The music connects people cut off from their homeland, he says. “A taxicab driver in Egypt had tears in his eyes when I played it to him,” says Scheib. “He said it took him back 40 years, to the good old days, before the turmoil.”
The pain of displacement can be great for scattered diaspora Arabs, knowing that extreme change makes it impossible to go home anymore; that world is gone. The music can bring it back, and it can also bring new generations together. “What excited me about the orchestra was how it brings people together. You don’t very often see Syrians mixing with Iraqis, Jordanians, Lebanese and Egyptians, but Arabs from all over get together to hear the orchestra.”
Ibrahim’s drive from affluent Dearborn to the orchestra’s beaux-arts residence at the Music Hall Center for the Performing Arts downtown, both the tragedy and possibilities of Detroit are on display on streets like Woodward Avenue that switch from prosperity to devastation in a matter of blocks.
Ibrahim was born in America, to a Greek Orthodox Syrian family. As the only Arab-American in his school, he experienced race-inflected bullying. “Everything changed after 9/11," he says. "There was a negative light on Arabs.” Music became his solace, particularly after an experiment with leaving the secular world to join the Greek Orthodox priesthood made him reconsider his purpose. He had been exploring Western music, but realized he had to revitalize himself with his own roots.

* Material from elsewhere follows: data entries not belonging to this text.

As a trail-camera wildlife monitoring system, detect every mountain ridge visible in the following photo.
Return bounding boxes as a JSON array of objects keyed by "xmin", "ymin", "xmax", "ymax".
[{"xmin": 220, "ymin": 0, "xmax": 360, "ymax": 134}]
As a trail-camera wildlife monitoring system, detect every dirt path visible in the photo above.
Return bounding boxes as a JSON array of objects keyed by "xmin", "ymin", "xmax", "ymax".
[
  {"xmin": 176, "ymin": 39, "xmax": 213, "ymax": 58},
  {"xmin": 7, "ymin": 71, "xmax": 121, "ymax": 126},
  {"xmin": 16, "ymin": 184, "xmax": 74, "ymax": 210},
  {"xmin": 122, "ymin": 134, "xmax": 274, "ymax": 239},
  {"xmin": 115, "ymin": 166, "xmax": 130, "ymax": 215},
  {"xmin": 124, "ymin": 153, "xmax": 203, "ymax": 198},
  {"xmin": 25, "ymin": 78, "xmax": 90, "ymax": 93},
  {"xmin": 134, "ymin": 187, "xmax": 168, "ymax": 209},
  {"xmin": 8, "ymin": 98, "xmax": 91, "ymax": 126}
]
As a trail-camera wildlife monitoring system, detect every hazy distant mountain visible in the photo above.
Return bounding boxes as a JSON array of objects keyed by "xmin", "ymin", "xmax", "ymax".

“Most of the Arab community here thought I was dreaming too big,” says Ibrahim. “They said nobody would be interested in a professional American orchestra playing Arab music. But nothing is impossible.”
Ibrahim conjures the soul of Arab music from his players, from the ecstatic sensation of “tarab” (when the musicians release themselves in improvisational frenzy) building up to “saltanah” (a deeper music-induced bliss).
The John S. and James L. Knight Foundation, which aims to foster arts and communities, recently awarded the orchestra a $100,000 grant to help it with educational outreach.
As in all U.S. schools, regular arts studies at the Woodward Academy were severely slashed by 2001’s No Child Left Behind program, in favor of more conventionally vocational academic areas. Ibrahim decided to work with the Academy.
The sense of connection with the Woodward Academy students is immediate. He passes around two books of Arabic folk songs. The children sing the phonetic Arabic and learn the meanings of “haram” (“not kosher, forbidden,” Ibrahim explains,) and “habibi” (“It’s a term of affection, like when they sing ‘baby’ in a pop song”). The students sing with no hesitation. Ibrahim is grooming these strong but vulnerable after-school students to sing with the National Arab Orchestra.
Their director of after-school programs, 27-year-old Marsae Mitchell, was born in Detroit. “When Michael first came to the school, the students asked if he ate hamburgers, like them. They didn’t mean to be rude; they had just never met an Arab before,” she says. “Being exposed to other cultures (like Detroit itself, the school is almost wholly African-American) they learn to respect them. Otherwise they might only see Arabs working in the gas station.”
“Things have changed since I was at school,” Mitchell says. “Many of these children have the responsibility of taking care of their households. Sometimes it is hard to focus on education, because they’re worried about financial issues that children should not have to be concerned about. But our students are definitely resilient.”
Along with artistic skills, rewarding in and of themselves, these youths on the frontline of America’s urban crisis relish the other benefits of their orchestra sessions. The emotional literacy, communication skills and confidence they get from making music — in unfamiliar languages, to boot — could help stop Detroit from falling deeper into financial and cultural despair.
Elijah Giffys-Henderson, 10, comes from a musical family and plays several instruments. “Some people can’t express their feelings in words,” he observes. “They can use music.” Jeydome Prince, 11, says, “Singing helps me get over feeling nervous. With music, you can always fit in.”